Just a few days before, she'd asked the Nebels to escort her to Bible Church services so she could write a feature article. Everyone knew what she was looking for: "smuts and gunk," as Buttermore expressed it. "She thought we were a bunch of freakos." He'd hammered the Book of Numbers at her and didn't utter a word about the case.
At 7
p.m
. the jurors sent out a note that they intended to work late. Three hours later Big Horn deputies chauffeured them to a motel. Over two days they'd deliberated fifteen and a half hours. There were no hints that they were nearing agreement.
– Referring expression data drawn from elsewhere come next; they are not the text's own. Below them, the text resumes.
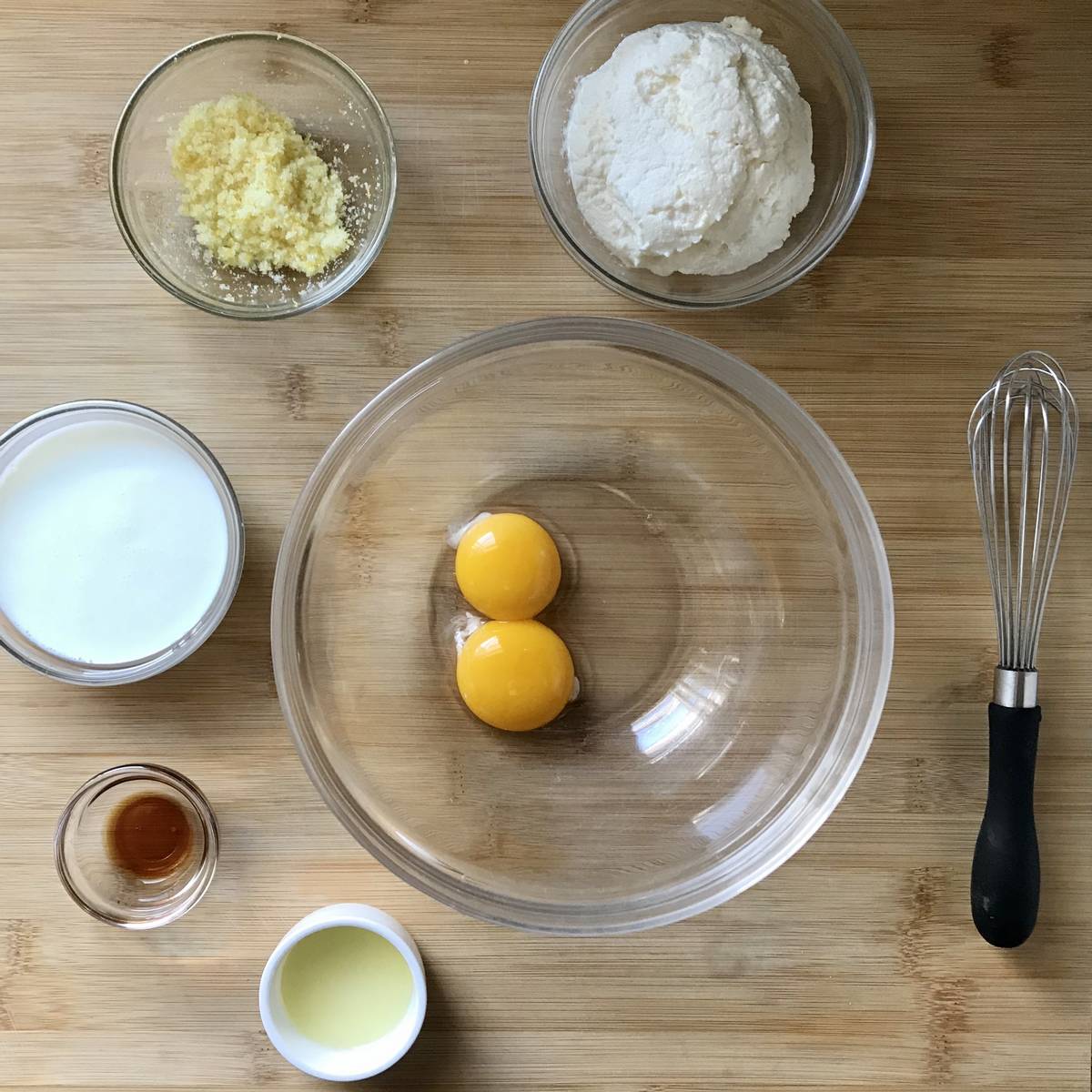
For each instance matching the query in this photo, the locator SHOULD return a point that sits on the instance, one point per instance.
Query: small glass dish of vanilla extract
(136, 846)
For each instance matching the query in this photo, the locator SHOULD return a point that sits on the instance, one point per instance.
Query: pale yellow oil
(345, 986)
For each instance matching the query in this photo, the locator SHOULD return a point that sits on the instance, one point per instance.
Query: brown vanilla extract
(150, 835)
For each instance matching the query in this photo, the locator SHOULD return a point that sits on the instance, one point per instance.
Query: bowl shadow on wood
(434, 1062)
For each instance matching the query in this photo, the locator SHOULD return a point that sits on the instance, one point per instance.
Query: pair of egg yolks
(513, 672)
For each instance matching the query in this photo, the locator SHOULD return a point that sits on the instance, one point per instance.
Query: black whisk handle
(1005, 874)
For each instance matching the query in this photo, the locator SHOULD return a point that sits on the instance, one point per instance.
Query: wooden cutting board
(855, 966)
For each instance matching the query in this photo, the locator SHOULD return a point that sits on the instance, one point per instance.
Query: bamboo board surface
(855, 966)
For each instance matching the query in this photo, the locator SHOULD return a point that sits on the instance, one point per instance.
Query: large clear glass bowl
(725, 596)
(327, 101)
(833, 80)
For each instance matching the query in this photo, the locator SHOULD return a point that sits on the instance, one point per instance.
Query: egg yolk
(508, 567)
(514, 675)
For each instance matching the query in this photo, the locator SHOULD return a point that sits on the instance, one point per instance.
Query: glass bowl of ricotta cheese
(694, 154)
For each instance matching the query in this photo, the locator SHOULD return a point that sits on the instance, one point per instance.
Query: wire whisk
(1024, 447)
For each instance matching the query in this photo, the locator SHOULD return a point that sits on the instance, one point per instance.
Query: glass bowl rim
(865, 120)
(142, 771)
(789, 830)
(105, 675)
(241, 312)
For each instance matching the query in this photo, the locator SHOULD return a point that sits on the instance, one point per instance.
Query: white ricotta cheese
(689, 150)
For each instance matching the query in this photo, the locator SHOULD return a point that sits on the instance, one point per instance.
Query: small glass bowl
(833, 80)
(325, 98)
(15, 642)
(109, 893)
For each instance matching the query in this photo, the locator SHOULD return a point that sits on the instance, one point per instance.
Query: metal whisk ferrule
(1022, 437)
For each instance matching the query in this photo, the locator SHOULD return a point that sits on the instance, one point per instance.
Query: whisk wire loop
(1022, 437)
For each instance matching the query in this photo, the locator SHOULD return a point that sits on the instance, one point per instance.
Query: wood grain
(855, 966)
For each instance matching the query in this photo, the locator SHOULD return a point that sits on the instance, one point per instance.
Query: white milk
(113, 541)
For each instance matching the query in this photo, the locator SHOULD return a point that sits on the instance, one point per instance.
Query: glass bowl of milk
(121, 543)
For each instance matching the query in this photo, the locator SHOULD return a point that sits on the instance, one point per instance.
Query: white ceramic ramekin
(356, 1063)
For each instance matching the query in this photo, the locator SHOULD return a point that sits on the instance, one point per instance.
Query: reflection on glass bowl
(725, 596)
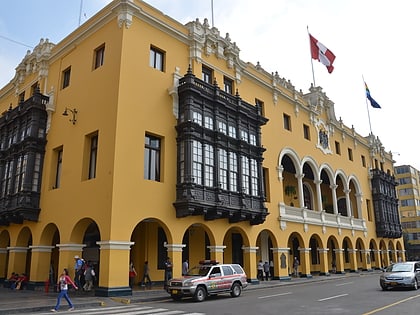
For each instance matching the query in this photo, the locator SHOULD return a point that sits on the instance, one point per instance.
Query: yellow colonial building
(136, 138)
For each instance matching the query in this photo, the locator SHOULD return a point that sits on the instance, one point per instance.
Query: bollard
(47, 285)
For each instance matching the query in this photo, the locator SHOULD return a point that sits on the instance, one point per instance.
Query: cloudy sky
(376, 40)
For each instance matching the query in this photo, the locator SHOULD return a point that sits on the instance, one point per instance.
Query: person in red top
(63, 281)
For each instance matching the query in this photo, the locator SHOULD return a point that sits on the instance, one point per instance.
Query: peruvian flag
(321, 53)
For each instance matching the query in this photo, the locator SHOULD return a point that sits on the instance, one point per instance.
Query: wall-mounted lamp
(73, 112)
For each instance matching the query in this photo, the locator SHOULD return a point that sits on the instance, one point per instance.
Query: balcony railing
(311, 217)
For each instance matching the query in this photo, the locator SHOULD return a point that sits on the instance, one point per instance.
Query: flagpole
(212, 14)
(367, 105)
(312, 62)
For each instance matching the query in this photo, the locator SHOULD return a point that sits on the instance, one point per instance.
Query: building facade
(408, 178)
(136, 138)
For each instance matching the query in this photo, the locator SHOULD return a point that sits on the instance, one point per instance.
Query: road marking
(340, 284)
(274, 295)
(390, 305)
(332, 297)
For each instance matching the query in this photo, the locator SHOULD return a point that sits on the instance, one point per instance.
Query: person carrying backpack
(78, 270)
(63, 281)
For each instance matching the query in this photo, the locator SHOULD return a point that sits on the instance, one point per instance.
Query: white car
(209, 278)
(403, 274)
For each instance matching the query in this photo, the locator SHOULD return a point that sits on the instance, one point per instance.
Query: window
(260, 104)
(266, 184)
(208, 122)
(306, 133)
(22, 97)
(252, 139)
(207, 74)
(208, 165)
(157, 58)
(244, 135)
(233, 172)
(222, 127)
(66, 78)
(58, 153)
(232, 131)
(363, 161)
(337, 148)
(350, 153)
(197, 162)
(228, 85)
(254, 177)
(152, 152)
(34, 88)
(36, 183)
(20, 172)
(99, 57)
(92, 156)
(223, 169)
(286, 122)
(197, 118)
(245, 175)
(369, 210)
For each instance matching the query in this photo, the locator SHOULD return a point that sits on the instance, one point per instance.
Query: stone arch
(4, 254)
(374, 254)
(290, 172)
(326, 176)
(315, 244)
(347, 246)
(355, 197)
(235, 240)
(50, 236)
(22, 254)
(361, 254)
(341, 182)
(295, 242)
(333, 246)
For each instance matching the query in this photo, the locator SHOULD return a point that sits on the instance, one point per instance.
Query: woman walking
(63, 281)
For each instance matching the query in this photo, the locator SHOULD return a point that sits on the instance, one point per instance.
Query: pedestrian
(146, 275)
(296, 267)
(260, 270)
(185, 267)
(266, 270)
(63, 281)
(168, 272)
(78, 270)
(271, 269)
(132, 274)
(89, 276)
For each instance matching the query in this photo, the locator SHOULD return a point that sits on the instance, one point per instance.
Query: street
(354, 295)
(358, 294)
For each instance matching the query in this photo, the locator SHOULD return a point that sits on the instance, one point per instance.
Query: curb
(160, 295)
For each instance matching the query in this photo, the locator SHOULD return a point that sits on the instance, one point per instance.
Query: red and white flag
(321, 53)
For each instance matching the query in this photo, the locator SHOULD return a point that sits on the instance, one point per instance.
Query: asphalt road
(355, 295)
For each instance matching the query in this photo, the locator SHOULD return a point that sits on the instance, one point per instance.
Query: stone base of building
(110, 292)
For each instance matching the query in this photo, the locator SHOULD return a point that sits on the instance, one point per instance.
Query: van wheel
(236, 290)
(200, 294)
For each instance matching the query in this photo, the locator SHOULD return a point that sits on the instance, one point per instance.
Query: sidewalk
(28, 301)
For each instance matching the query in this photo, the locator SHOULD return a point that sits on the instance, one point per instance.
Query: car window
(216, 272)
(227, 270)
(238, 268)
(198, 271)
(400, 268)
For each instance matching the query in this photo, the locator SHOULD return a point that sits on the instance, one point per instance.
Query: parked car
(209, 278)
(403, 274)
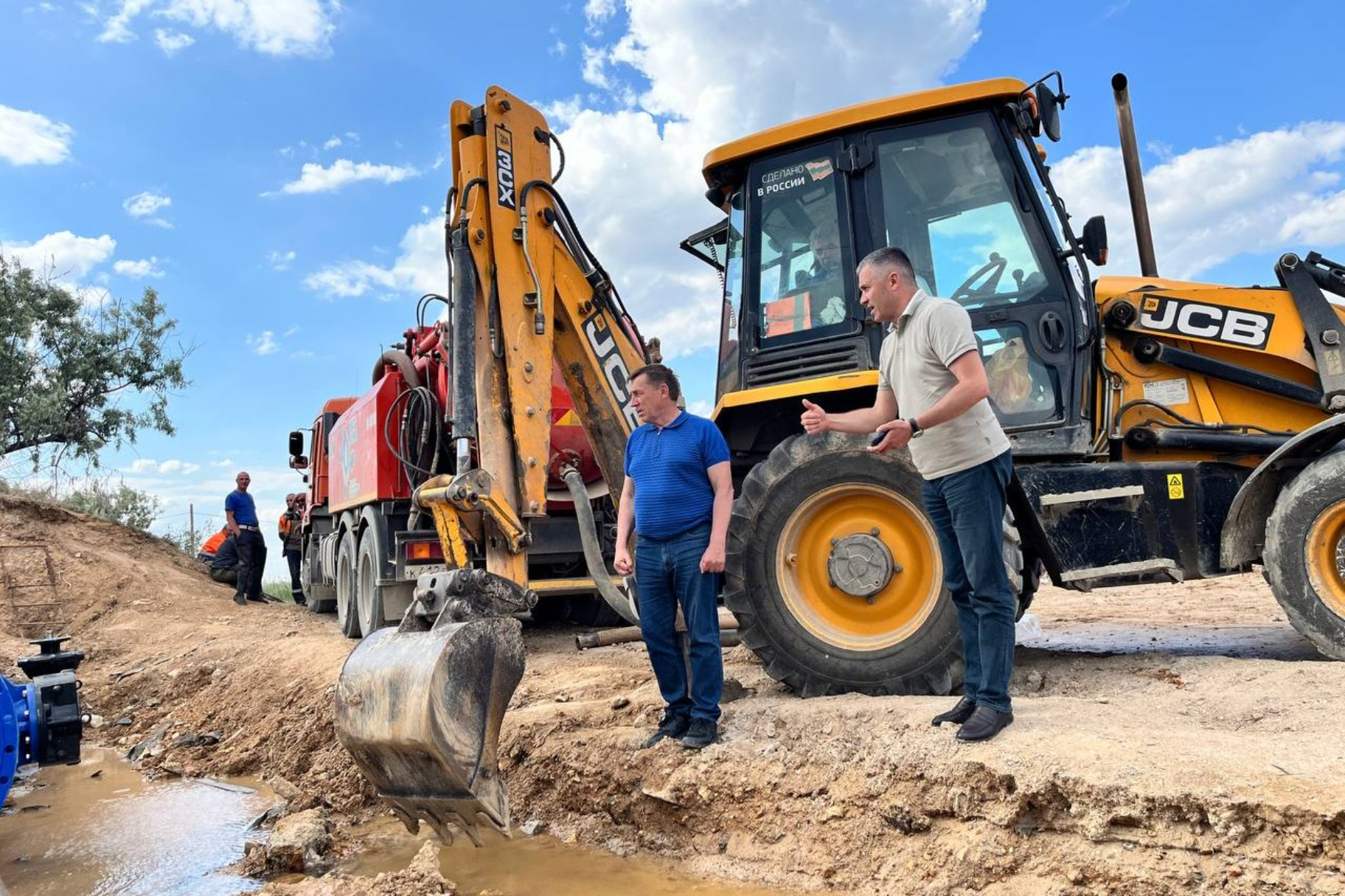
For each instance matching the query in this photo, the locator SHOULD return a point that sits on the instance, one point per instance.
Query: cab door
(950, 192)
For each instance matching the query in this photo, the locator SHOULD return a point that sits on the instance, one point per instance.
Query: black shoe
(669, 727)
(958, 715)
(700, 734)
(985, 724)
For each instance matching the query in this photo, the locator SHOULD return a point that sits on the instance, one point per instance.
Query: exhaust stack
(1134, 176)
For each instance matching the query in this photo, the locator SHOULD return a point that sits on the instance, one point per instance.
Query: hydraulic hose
(623, 605)
(463, 350)
(404, 365)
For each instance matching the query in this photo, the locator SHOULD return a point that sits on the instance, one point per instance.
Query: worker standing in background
(931, 370)
(677, 498)
(241, 513)
(291, 541)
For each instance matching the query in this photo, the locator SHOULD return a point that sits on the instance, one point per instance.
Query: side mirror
(1095, 240)
(1048, 107)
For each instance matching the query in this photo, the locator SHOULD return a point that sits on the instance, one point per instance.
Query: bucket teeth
(420, 713)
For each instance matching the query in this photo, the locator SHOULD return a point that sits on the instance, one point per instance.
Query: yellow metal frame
(863, 114)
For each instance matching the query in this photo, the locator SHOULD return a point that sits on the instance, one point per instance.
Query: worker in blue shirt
(677, 498)
(241, 513)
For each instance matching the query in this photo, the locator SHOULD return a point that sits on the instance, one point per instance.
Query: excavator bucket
(420, 712)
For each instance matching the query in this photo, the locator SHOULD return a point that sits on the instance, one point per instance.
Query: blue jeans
(669, 574)
(967, 512)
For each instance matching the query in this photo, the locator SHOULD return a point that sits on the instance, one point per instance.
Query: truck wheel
(347, 617)
(369, 597)
(1305, 553)
(834, 572)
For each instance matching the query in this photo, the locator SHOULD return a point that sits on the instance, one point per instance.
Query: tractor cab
(955, 179)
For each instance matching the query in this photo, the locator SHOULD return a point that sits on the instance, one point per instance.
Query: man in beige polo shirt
(930, 369)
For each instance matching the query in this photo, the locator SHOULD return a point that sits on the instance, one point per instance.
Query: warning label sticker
(1168, 392)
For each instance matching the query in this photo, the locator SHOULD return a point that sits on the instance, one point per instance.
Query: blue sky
(275, 167)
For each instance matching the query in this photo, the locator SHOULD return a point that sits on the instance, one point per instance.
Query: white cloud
(62, 254)
(595, 66)
(597, 13)
(173, 42)
(117, 27)
(174, 466)
(315, 178)
(280, 260)
(145, 206)
(275, 27)
(139, 269)
(32, 139)
(1268, 191)
(419, 268)
(263, 344)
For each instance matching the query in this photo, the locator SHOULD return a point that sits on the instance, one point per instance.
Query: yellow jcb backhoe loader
(1161, 429)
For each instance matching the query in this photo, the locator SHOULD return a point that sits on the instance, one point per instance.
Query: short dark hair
(891, 257)
(661, 375)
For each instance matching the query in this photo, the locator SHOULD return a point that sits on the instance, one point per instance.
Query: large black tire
(1305, 553)
(809, 634)
(369, 594)
(347, 612)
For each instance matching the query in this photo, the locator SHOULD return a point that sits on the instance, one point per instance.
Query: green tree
(76, 375)
(120, 504)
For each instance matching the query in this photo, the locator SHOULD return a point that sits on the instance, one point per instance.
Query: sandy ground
(1168, 740)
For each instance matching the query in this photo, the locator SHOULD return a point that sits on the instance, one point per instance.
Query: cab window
(801, 253)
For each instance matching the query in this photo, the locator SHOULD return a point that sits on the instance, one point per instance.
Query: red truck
(365, 543)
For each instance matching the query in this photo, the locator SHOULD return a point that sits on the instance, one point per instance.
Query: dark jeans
(225, 576)
(669, 574)
(296, 586)
(252, 561)
(967, 512)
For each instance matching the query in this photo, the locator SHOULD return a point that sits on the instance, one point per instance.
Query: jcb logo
(504, 167)
(614, 367)
(1234, 326)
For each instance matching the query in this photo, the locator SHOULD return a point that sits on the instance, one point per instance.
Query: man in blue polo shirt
(678, 496)
(241, 513)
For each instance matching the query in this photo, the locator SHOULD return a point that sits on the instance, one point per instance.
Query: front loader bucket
(420, 712)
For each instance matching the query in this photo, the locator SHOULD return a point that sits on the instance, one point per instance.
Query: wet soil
(1167, 740)
(99, 827)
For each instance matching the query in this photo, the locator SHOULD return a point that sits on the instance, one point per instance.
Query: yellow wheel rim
(1325, 556)
(827, 612)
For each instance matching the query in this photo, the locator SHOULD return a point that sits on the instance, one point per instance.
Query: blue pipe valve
(41, 720)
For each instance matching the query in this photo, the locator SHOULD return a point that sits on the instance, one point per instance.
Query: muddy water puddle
(532, 867)
(100, 829)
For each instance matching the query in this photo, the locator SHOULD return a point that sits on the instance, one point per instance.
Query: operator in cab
(931, 372)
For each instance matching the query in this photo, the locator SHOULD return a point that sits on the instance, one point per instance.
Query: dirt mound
(1168, 740)
(206, 687)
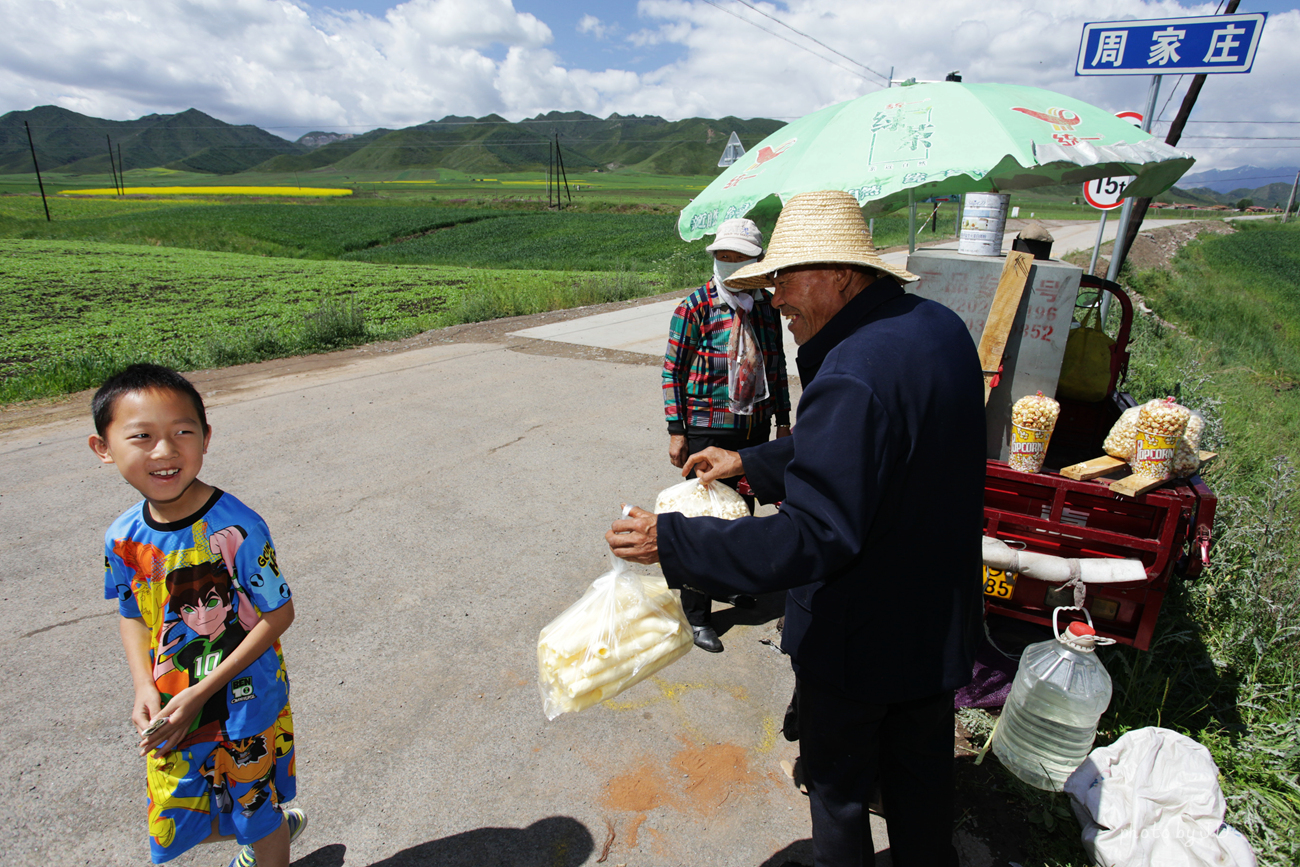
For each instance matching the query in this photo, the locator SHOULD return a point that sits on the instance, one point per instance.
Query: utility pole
(559, 159)
(1118, 252)
(1286, 215)
(39, 182)
(112, 167)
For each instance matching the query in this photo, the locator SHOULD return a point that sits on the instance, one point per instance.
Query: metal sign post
(1162, 46)
(1117, 254)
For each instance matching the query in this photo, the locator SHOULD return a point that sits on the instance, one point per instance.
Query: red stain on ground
(714, 775)
(637, 790)
(636, 827)
(698, 780)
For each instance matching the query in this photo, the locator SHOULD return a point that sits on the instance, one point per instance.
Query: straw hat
(817, 228)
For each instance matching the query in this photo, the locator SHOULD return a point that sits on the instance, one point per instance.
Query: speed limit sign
(1106, 194)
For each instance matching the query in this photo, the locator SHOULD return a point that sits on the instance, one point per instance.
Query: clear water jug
(1060, 692)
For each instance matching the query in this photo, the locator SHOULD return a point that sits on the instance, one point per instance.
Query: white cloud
(282, 64)
(592, 25)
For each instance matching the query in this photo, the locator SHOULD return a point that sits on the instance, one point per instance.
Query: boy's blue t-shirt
(200, 585)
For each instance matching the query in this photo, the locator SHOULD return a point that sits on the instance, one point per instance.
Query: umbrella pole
(911, 221)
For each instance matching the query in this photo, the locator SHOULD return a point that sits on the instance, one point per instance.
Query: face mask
(724, 269)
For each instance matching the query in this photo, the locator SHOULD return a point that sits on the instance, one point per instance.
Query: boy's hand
(146, 710)
(180, 711)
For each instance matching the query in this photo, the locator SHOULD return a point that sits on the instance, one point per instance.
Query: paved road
(433, 510)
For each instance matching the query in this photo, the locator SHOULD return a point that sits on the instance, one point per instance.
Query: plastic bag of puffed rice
(623, 629)
(693, 499)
Before he went to bed, Terry Tharp drank some tea and tried to stay calm, but he kept remembering Henry Two Crows, a hulking Sioux who'd been charged with beating a hobo to death in Greybull. Tharp's fifth grade class had made a field trip to Basin to watch the trial, and he could still recall how impressed he'd been by the court-appointed defense attorney, Jim Sperry. But right now he wished he could get that old case out of his mind. Henry Two Crows had been acquitted.
On Thursday, the third day of deliberations, Rex and Cheri Nebel waited all day by the phone. At 6
p.m
. it rang. "They've got a verdict," Marilyn told them in a quivering voice. She asked them to phone the others.
Soon a seventeen-car caravan was moving south toward Basin, with Doc in the lead in his old Chrysler sedan. Jan Hillman followed in her green two-door Thunderbird, with Rex sitting in front and his wife in back.
Cheri had forebodings. "It's no good, guys," she said as they drove past the entrance to the gypsum plant. "They're gonna find him guilty."
Rex told her to cool it. Jan said there wasn't a chance of conviction—the jury would have returned the acquittal three days ago but it wanted to look conscientious. At worst there would be a mistrial, in which case they would troop back to court and do it over again.
Doc drove at a funeral pace, even on the five-mile stretch of arrow-straight road across the desert floor. The orange ball of the sun touched the tips of the Rockies as they crossed the Greybull River and continued south toward Basin. "This isn't gonna be good," Cheri repeated. "I've got a feeling of impending doom."
Rex said, "The only problem we'll have is getting him home alive." He'd stashed two loaded .44s in Jan's glove box but didn't intend to take them inside the courtroom. He'd gone armed ever since a male voice had threatened Cheri on the phone. Other callers had promised to rape Dr. Wrung's daughter after he testified. The hotheads were everywhere.